人は善意の元に行動をしている

人は皆善意の元に行動していると信じている。

しかし、その善意が他者から理解可能だとは思っていないし、当人の善意を当人が上手く表現できているとは思っていない。

 

また悪意すらも、当人の善意に従った結果他者を攻撃する対象とみなしたという構造で理解している。所謂いじめなどは善意のための行動か?という質問もYesと返す。

集団から異質と判断した存在を排除することは、当事者の善に基づいた行動である。

 

これで理解すると、「善」という行動には大きく2つ存在する。

1. 個人的な善

2. 社会的な善

 

個人的な善とは個人の狭い閉じた世界においての最善、社会的な善とは常識や良識と言われた文化などに根付いた善である。

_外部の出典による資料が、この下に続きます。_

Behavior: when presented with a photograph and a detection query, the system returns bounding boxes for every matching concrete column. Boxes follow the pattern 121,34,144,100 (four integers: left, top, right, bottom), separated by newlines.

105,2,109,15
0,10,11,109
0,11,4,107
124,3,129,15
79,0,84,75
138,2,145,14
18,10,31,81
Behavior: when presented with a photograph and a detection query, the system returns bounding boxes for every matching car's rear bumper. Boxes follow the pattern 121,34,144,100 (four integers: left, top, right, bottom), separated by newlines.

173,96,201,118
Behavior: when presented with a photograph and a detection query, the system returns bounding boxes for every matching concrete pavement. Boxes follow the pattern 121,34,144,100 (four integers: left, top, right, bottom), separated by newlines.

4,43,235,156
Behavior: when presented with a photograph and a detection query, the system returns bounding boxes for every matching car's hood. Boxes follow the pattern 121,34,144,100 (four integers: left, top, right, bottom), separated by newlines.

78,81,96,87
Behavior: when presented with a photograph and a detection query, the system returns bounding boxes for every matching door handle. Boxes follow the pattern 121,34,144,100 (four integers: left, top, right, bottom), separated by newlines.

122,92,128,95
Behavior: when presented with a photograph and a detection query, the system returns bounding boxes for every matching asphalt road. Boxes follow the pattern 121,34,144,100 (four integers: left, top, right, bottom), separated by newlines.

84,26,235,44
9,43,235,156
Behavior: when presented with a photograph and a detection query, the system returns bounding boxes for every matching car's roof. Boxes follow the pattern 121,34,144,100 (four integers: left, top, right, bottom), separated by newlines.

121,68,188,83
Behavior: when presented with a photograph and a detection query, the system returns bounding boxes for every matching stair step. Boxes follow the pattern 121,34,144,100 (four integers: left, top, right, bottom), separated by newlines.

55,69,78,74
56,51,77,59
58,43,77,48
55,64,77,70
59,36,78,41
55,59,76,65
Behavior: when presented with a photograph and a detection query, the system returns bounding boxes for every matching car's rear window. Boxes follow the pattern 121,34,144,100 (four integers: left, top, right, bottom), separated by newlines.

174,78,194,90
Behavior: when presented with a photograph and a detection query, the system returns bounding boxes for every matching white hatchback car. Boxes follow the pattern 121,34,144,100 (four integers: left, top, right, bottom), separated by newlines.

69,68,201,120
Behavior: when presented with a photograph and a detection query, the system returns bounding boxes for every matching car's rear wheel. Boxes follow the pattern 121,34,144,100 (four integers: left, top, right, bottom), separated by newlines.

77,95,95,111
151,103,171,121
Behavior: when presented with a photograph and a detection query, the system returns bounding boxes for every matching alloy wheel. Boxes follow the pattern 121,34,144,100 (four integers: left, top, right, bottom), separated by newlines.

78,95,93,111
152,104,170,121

社会的な善は個人的な善と比較して、文化に根付くため他者から理解が容易になる。

 

その区分けで考えると、「いじめは善意の行動か?」という質問は「いじめは個人的な善に基づいた行動だが、社会的な善には基づいていない行動である」。

人は多くの行動をこの個人的な善、もしくは社会的な善のどちらかを採用している。

そして、多くの場合この2つは二律背反を起こす。個人的な善が社会的な善に抑圧されるのはよくある話である。人はこの善のバランスを取りながら生きている。

 

二律背反状態は苦しいため、その適応として個人的な善の一部は社会的な善に置換されていく。個人的な善が社会的な善にすべて置き換わると、聖人と言われたり、人間味がないと言われたりする。

 

 

昨今のインターネットの復活は個人的な善が複数あることを明らかにした。

結果、人は今まで「個人的な善vs社会的な善」という二律背反から「個人的な善vs個人的な善vs個人的な善vs ... ...vs社会的な善 」という他律背反の状態を経験するようになった。

 

結果、個人的な善or社会的な善のどちらかを採用せずに、全く第三者の個人的な善を採用するということが発生するようになった。

これはとても恐ろしい。

 

個人的な善はある種個人の欲求に基づくので、理解はされなくとも受け入れることが可能である。

社会的な善は個人を抑圧するが調和と周囲からの承認を得られる。

しかし、全く関係ない第三者の善は、個人的にも何が良いのか分からないが、周囲も承認してくれない。満足感も達成感もない善を基準に行動してしまう。

 

 

それは前提としている、「人は善意の元に行動する」が覆る瞬間かもしれない。